How To Practice Fur Elise Correctlygreenspun.com : LUSENET : Everything About Teaching and Learning the Piano : One Thread
I am 42 years old and decided to take piano lessons last year. I leaned how to play the song called, “Minuet in G” in the winter term and I learned how to play the song called, “Moonlight” in spring term. This summer, I did not sign up for any music lessons. Currently, I start practicing the song called “Fur Elise.” I think I have a problem on my left hand. My fingers are short so when I play that piece I have to stress all of my fingers in order to touch the key AEA or EEG. Some of my friends told me that they could feel there was a stop between switching from the left hand to the right hand vice versus or I did not move my hands quick enough to make a connection. I really appreciate if all of you could tell me the proper way to practice that song so I can play like the way that I heard on the radio. Thank you for your help.

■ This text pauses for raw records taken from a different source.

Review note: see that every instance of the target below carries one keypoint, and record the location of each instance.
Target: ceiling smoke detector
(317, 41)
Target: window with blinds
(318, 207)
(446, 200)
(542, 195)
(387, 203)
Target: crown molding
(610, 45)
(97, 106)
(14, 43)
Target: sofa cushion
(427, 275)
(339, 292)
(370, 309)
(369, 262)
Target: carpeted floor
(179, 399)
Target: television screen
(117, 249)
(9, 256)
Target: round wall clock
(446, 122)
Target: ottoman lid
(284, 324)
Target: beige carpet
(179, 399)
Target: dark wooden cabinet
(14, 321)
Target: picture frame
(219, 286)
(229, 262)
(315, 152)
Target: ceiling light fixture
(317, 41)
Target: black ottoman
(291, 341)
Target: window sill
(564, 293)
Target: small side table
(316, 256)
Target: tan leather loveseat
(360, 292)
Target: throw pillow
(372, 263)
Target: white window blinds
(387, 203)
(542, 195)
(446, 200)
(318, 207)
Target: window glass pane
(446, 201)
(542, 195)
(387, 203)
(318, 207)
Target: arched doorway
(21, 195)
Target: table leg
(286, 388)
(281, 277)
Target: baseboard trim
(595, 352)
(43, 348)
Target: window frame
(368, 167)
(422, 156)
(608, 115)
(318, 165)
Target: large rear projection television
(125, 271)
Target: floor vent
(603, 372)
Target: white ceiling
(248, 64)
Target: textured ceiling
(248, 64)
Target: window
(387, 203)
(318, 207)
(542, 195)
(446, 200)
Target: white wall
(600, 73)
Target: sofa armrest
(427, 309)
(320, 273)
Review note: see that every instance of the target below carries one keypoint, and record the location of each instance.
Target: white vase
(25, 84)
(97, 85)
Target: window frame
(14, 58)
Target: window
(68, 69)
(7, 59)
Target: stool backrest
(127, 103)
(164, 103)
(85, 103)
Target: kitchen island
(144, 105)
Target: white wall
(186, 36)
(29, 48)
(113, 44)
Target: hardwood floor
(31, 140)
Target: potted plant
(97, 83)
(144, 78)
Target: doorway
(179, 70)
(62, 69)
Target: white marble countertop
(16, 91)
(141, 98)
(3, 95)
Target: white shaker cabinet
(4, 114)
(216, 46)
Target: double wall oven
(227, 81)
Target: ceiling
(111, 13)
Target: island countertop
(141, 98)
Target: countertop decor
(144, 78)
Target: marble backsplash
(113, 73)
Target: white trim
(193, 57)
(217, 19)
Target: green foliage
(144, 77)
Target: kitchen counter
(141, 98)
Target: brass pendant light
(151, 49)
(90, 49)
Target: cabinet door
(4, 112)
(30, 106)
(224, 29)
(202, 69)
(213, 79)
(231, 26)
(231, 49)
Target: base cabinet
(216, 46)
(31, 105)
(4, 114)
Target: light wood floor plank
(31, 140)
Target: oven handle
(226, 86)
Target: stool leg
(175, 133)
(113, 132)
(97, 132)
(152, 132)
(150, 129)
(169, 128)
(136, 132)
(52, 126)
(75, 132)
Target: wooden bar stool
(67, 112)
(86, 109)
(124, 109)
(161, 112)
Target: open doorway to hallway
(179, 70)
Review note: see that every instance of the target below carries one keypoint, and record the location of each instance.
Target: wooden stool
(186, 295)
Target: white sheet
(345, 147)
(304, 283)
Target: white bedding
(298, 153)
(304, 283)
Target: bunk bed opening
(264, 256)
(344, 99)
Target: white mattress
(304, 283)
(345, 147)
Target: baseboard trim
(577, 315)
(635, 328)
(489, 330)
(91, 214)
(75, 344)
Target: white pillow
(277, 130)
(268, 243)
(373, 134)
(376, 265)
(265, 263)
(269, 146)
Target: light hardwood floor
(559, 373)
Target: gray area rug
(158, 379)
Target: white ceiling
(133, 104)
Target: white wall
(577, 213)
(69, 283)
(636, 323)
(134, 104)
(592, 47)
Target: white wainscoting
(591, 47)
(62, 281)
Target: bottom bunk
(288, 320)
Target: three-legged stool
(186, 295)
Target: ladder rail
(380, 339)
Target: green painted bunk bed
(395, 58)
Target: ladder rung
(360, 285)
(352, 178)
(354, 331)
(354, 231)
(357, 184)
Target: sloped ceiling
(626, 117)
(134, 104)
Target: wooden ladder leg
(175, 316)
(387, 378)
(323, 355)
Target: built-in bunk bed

-- Chen (email@example.com), August 22, 2003
Using a metronome is great for keeping your tempo steady (drives you insane but keeps your tempo steady). If you feel frustrated, that you can't keep up with the rhythm then you have your tempo set too fast. Either have it click on each 8th note or each quarter note. Make yourself stick to it. (Fur Elise is one piece that students will slow down when they get to the hard parts and speed up for the easy parts.) In the situation with your fingers being short: go slow, try to make your hand and fingers relax between playing each note and not stress out or tense up. Tension in your fingers/hands/arm/shoulders/neck/jaw kills your tone, and eventually all the joy of playing the piano.
-- Sandy Wilkinson (firstname.lastname@example.org), September 04, 2003.
Hello, Find a piano teacher and allow yourself to be taught.
-- Mary Ann Templeton (email@example.com), September 12, 2003.
I just start playing too, I just made it to the first page (thank god) the best advice is to believe in yourself and do it, but beside that, try to practice your right hand first, then left hand. When you master both hand, try to put them together, this might take a while, but it how I was taught, and it work.